Concept songs start and end with a quality idea, and depending on the talent of the creators, that idea can form something akin to an opera or two-minute bubblegum single the same. The former is certainly true of the new single “Armadas of the Milky Way” by Elektragaaz, and although there’s been a lot of interest in progressive music of all sorts as of late, this is a track that stands out more on the strength of its framing than the stylization of its cosmetics. If you’re expecting something short of an indie epic, “Armadas of the Milky Way” is bound to surprise and engage you this September.
Where so much of the progressive aesthetic has been built on camp, Elektragaaz isn’t fostering a narrative with overindulgence of any sort in this performance. Contrarily, this is a story that’s being told through pulsing emotions that are sourced from melody and rhythm exclusively, which puts this act’s approach a lot closer to the classical genre than it does traditional progressive rock.
The electronics aren’t made to be cold and clinical, but instead radiant and a bit menacing, emulating the role of strings and wind instruments all too brilliantly.
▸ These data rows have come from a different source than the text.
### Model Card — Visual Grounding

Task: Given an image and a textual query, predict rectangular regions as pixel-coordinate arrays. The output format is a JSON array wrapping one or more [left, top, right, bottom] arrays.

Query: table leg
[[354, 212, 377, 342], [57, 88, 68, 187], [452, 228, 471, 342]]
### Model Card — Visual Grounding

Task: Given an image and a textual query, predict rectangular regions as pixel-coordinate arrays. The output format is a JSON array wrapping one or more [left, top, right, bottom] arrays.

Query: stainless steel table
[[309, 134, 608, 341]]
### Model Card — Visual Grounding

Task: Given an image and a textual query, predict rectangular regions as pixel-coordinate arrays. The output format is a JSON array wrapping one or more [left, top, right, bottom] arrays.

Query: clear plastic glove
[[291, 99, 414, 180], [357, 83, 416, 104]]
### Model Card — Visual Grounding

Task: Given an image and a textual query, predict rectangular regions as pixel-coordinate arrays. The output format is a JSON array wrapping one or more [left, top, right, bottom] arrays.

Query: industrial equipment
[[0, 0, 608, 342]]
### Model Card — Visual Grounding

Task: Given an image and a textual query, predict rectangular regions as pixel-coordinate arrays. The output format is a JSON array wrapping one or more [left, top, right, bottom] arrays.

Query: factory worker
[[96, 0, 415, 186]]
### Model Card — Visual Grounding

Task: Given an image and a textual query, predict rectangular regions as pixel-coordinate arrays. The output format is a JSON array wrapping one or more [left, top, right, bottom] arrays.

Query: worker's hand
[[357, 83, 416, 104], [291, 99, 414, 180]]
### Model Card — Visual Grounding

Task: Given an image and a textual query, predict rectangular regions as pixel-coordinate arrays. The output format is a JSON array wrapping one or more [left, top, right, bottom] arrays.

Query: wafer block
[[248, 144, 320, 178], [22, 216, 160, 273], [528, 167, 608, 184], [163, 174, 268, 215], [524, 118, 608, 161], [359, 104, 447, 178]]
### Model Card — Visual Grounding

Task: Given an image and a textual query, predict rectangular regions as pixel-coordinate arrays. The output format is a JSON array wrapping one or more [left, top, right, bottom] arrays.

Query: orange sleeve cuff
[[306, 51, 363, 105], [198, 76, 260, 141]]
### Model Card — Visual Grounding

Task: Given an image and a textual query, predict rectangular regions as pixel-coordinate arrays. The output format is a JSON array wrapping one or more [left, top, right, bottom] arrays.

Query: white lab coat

When it comes to production quality, Elektragaaz has been setting the bar pretty high for themselves and the rest of the artists in their scene at the moment, and what they’ve done here is no different. There’s no searching for the starting point of a specific tone or melodic element in the music; it’s openly accessible to us, which is one of the reasons why I feel like “Armadas of the Milky Way” is able to get away with some of its more complicated components as well as it does. Compositionally and as a finished product, this is absolutely a cut above what similar performers are creating.
Although deeply multidimensional, the arrangement here is simplistically applied as to give us every individual thread of music under a clear spotlight, which is asking a lot of a piece as conceptual by design as this one is. At the same time, I think it’s obvious Elektragaaz wasn’t trying to create something overly theatrical with “Armadas of the Milky Way,” as they reject a lot of the predictable pomp that usually accompanies a piece of this magnitude. They could have embellished a lot of elements in this piece more than they did, and their restraint is something worthy of recognition here.
The competition might make this kind of release look and sound like studio rocket science, but Elektragaaz is proving the art of producing smart progressive content to be a lot easier than many would assume it is in “Armadas of the Milky Way.” This is a song that was easy to take in and never feels like a work of ego rather than a display of skill. To me, Elektragaaz doesn’t want to break the mold with their latest offering but instead show off how adept they are at developing something others would spend far too much time trying to assemble – with results not nearly as fetching as these, I might add.